OLG Frankfurt Main: Negativeintrag trotz Restschuldbefreiung

Negative Bonitätsauskunft trotz Restschuldbefreiung – das Oberlandesgericht Frankfurt am Main entschied mit Urteil vom 17.12.2015, Az. 1 U 128/15: Wirtschafts-Auskunfteien dürfen den Negativ-Eintrag, dass einem Insolvenzschuldner die Restschuldbefreiung erteilt wurde, grundsätzlich mindestens 3 Jahre aufbewahren, auch wenn die Bekanntmachung in dem Online-Portal insolvenzbekanntmachungen.de bereits gelöscht wurde.

Was war geschehen?

Nach erfolgreichem Insolvenzverfahren und nachfolgender Wohlverhaltensphase wurde dem späteren Kläger im Jahr 2013 die Restschuldbefreiung erteilt. Dies wurde in dem Online-Portal insolvenzbekanntmachungen.de veröffentlicht.

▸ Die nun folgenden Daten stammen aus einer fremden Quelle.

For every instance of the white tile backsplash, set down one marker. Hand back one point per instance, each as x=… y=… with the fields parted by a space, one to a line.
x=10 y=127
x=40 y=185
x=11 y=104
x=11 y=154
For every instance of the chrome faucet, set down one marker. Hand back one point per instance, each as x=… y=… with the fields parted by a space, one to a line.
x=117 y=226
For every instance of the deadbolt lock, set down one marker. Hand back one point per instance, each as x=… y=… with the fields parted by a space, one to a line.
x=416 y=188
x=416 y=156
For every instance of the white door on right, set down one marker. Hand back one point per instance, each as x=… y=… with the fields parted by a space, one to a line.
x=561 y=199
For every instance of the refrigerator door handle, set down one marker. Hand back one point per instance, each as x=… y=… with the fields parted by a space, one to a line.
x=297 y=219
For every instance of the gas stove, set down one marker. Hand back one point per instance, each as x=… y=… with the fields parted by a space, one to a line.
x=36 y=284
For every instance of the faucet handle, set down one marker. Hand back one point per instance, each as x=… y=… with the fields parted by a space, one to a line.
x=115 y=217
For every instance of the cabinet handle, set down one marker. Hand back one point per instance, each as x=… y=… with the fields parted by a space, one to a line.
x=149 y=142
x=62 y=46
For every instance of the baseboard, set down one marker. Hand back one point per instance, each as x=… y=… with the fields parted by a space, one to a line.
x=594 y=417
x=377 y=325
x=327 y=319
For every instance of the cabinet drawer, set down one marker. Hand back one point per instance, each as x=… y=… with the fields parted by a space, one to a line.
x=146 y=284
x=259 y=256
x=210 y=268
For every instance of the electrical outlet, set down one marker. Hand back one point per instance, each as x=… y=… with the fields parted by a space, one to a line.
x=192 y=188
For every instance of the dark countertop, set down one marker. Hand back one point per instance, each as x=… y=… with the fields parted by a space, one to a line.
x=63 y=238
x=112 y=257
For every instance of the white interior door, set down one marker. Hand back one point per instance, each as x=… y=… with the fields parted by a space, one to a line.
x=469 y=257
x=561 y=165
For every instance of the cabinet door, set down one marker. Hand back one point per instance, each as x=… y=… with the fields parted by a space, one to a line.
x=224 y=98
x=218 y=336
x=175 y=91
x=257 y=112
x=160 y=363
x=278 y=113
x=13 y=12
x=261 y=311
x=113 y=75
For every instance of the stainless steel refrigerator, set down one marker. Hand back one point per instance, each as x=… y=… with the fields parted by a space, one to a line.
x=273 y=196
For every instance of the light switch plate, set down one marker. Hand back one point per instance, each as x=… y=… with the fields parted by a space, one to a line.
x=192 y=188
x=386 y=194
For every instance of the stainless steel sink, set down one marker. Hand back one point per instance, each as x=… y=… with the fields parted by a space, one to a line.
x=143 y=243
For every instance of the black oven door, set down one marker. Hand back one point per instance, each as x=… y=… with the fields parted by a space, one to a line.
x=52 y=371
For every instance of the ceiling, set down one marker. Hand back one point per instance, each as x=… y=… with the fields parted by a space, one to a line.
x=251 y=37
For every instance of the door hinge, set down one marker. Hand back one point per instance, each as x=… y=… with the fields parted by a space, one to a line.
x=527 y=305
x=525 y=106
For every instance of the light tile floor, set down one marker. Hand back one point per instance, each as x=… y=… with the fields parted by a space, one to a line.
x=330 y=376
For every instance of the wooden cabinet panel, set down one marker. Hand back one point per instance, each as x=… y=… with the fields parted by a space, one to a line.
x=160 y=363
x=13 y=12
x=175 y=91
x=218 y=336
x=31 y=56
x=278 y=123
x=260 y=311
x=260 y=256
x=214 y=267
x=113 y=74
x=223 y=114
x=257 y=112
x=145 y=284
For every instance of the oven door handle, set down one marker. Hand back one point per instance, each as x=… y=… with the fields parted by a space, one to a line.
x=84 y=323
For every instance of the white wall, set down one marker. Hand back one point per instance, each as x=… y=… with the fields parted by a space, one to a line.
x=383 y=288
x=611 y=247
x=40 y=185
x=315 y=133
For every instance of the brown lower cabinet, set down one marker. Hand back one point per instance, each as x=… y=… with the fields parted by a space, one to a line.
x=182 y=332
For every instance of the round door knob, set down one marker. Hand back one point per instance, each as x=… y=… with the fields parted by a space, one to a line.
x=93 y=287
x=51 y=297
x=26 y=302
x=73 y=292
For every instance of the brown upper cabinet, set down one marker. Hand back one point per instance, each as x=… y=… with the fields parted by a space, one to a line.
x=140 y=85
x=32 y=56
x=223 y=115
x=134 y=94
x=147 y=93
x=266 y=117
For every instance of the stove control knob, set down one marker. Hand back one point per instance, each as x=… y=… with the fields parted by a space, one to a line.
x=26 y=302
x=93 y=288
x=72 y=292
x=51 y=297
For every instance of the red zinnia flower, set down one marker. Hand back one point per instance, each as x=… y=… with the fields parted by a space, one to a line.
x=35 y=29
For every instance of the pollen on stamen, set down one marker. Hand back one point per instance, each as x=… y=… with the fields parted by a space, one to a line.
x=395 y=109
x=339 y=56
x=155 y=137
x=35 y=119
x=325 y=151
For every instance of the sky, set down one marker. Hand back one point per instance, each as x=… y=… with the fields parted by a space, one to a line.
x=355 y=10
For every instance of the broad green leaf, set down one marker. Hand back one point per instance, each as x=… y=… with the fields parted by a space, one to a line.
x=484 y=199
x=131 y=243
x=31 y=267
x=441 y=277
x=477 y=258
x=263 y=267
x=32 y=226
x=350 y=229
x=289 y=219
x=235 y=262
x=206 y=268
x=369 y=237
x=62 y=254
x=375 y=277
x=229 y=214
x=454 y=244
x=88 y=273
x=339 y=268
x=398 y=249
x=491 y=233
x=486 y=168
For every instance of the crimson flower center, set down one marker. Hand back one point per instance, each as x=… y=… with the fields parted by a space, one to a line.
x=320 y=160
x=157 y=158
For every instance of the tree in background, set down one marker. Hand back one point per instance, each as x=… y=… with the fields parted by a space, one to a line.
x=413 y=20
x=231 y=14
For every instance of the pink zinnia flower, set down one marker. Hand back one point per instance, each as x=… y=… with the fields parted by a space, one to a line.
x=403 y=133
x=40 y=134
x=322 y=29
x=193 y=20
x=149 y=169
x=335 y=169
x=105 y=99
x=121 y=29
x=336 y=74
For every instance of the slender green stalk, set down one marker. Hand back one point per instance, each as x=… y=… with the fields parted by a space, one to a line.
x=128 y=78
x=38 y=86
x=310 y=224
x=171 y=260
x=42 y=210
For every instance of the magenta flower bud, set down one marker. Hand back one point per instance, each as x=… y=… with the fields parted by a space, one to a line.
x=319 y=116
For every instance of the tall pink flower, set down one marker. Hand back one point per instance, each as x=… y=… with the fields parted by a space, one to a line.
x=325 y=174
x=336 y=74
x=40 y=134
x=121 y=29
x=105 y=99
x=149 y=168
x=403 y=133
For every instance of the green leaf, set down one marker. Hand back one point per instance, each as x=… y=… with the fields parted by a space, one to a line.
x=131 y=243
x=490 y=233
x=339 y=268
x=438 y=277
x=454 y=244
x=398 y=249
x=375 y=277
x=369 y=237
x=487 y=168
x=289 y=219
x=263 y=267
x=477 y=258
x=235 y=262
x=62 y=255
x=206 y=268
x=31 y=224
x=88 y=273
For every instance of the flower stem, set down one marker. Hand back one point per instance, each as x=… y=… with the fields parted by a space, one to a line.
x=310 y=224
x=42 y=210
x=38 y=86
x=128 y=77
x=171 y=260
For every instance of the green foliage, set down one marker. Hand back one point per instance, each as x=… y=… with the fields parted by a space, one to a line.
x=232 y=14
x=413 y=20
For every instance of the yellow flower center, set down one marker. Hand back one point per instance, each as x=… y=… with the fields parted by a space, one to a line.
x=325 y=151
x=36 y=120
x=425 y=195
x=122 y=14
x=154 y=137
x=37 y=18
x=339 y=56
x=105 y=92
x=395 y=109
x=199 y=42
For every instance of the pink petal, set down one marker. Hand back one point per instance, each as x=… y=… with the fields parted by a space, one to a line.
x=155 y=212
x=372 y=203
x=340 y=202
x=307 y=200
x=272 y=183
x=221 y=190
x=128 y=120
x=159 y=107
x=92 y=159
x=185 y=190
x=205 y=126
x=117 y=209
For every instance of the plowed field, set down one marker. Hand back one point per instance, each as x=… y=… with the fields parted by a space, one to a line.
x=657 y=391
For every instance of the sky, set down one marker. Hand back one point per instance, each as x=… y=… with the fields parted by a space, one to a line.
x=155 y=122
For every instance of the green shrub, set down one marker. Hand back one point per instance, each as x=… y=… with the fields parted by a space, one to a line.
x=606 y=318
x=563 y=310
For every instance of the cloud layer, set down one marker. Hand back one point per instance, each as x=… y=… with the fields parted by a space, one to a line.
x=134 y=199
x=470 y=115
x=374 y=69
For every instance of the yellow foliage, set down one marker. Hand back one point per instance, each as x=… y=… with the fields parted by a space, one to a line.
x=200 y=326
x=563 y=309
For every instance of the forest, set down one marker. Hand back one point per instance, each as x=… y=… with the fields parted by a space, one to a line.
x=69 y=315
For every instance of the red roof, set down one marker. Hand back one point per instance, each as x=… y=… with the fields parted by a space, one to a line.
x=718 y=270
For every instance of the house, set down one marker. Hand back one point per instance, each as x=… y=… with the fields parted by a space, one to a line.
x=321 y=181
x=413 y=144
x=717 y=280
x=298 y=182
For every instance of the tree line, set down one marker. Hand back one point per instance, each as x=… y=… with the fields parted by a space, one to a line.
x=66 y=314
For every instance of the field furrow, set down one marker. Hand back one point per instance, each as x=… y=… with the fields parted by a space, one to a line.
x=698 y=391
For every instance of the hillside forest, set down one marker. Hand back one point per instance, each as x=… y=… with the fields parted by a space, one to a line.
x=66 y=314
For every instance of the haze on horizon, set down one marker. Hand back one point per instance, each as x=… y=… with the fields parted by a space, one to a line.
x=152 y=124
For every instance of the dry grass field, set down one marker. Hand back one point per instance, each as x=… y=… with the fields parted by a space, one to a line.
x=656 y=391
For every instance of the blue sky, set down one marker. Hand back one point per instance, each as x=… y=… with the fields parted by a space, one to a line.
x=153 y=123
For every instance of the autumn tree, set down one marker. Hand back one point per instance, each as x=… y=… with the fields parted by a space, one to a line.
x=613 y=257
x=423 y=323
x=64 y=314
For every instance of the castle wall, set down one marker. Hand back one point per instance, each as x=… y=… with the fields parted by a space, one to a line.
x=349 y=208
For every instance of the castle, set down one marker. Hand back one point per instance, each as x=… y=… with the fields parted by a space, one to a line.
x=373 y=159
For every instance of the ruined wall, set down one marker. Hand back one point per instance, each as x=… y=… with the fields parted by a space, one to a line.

Die dann beklagte Wirtschafts-Auskunftei speicherte diese Daten. Der Kläger verlangte, die Information, dass ihm die Restschuldbefreiung erteilt worden war, zu löschen. Er vertrat die Auffassung, die Speicherung sei rechtswidrig, da die Daten zwischenzeitlich von dem Portal insolvenzbekanntmachungen.de entfernt worden seien. Außerdem habe die Wirtschafts-Auskunftei bei der Speicherung keine Interessensabwägung vorgenommen.

Restschuldbefreiung und Datenspeicherung – wie entschied das Gericht?

Das Oberlandesgericht Frankfurt wies die Klage ab. Die Wirtschafts-Auskunftei habe die Daten zu Recht speichern dürfen. Dem Kläger stehe kein Löschungsanspruch zu.

§ 29 Abs. 1 Satz 1 Nr. 2 BDSG setze nicht voraus, dass die Daten auch noch während der gesamten Speicherdauer allgemein zugänglich seien. Nach dem Gesetzeswortlaut komme es nur darauf an, dass die Daten öffentlichen Quellen entnommen werden konnten. Deswegen sei alleine der Zeitpunkt der Speicherung maßgeblich für die Frage, ob die Daten einer öffentlichen Quelle entnommen wurden. Eine zeitliche Einschränkung für die weitere Speicherdauer sei nicht enthalten.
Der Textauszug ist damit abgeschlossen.